People Health Movement Kenya is an independent civil society network of health professionals, human rights defenders, health activists, legal advisors, nurses, doctors and public health professionals. This year, they met at Safari Park Hotel to deliberate the successes and failures of the UHC.  The theme of the meeting was HEALTH FOR ALL NOW!!! Especially during this time of COVID-19. The national theme was LEAVE NO ONE BEHIND: RE-IMAGINING UHC AS PHC (PRIMARY HEALTH CARE). Community health workers from informal settlements of Nairobi were invited to share their experiences. One thing that came out clearly is that the government has totally refused to recognise them yet they are the first caregiver that people in informal settlements look to when they fall sick. 

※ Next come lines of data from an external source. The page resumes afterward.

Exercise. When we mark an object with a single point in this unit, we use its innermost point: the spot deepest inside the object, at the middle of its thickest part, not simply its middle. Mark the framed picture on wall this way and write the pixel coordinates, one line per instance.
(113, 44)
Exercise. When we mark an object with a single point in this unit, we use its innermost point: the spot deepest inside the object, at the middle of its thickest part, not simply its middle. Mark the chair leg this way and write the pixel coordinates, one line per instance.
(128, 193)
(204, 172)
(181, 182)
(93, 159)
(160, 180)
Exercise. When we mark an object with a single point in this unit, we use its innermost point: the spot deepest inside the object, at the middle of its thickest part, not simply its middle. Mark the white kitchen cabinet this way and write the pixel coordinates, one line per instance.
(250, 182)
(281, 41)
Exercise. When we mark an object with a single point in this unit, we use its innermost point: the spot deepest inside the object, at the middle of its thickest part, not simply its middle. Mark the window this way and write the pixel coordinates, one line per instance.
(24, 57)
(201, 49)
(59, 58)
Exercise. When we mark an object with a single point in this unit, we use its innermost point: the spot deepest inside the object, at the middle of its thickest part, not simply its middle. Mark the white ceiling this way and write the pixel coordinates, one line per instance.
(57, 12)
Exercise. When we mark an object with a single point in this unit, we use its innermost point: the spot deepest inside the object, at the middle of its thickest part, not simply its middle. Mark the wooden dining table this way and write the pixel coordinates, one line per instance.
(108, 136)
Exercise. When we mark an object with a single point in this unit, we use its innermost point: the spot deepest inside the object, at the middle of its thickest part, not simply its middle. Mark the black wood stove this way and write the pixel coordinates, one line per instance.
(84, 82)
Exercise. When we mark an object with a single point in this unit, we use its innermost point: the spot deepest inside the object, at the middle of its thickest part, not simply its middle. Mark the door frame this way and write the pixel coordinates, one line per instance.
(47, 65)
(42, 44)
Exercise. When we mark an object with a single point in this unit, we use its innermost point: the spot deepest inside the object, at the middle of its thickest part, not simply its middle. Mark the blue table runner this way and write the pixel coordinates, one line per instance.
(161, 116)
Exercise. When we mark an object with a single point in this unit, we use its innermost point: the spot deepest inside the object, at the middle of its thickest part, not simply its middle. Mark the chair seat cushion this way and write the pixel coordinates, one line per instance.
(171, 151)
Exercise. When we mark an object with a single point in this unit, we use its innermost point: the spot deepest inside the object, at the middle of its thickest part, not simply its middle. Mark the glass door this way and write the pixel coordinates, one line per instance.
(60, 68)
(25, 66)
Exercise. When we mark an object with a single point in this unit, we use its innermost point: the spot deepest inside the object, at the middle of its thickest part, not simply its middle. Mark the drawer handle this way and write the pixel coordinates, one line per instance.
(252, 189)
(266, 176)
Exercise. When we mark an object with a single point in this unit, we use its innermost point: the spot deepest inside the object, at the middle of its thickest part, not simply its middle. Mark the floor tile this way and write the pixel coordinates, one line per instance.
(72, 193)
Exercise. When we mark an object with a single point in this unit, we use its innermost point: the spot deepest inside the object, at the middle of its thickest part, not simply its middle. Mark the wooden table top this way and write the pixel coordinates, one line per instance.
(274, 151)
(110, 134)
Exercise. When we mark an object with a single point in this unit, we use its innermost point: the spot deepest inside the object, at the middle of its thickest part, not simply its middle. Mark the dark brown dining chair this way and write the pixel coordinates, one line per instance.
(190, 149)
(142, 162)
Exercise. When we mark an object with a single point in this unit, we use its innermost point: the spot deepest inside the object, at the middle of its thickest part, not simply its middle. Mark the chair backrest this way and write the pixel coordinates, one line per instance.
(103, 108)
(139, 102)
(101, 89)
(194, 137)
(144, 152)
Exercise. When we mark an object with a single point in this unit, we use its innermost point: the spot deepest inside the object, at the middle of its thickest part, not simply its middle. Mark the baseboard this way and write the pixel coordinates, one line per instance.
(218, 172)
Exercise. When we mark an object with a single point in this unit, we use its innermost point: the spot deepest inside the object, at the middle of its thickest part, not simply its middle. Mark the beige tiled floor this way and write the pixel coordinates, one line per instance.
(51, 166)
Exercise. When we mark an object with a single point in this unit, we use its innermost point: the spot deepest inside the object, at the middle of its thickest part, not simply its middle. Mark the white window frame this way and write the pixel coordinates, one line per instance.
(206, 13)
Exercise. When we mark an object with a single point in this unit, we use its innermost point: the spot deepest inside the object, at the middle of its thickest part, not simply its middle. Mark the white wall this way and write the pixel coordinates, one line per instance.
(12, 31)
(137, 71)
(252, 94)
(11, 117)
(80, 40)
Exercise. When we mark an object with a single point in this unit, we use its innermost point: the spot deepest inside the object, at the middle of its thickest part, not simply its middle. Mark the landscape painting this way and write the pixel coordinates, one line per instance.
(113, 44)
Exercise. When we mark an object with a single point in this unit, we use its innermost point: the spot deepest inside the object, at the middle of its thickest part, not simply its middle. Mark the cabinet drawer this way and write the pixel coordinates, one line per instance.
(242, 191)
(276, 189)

Another area of concern was the need for protective gear, especially given the risk of COVID-19 patients. Additionally, they only recieve a small stipend of 500 shillings, irrespective of all the work they have done. When it comes to assisting the sick to get to the hospital, most of them go an extra mile to pay for the transport if the patient or their family cannot afford it.

The counties that benefited from the UHC pilot programme have been faced with the challenge of less doctors in their hospitals. Kakamega county for example had to come up with a bill which recognises and pays the community health workers. 

Unfortunately, there was no government representation at the meeting and the participants were concerned about whether their grievances would get to the relevant authority for action to be taken. As we wait for the government to roll out the programme to the rest of the country, urgent intervention is needed so as to meet the required standard set by the World  Health Organisation and educate the communities that are found in those counties.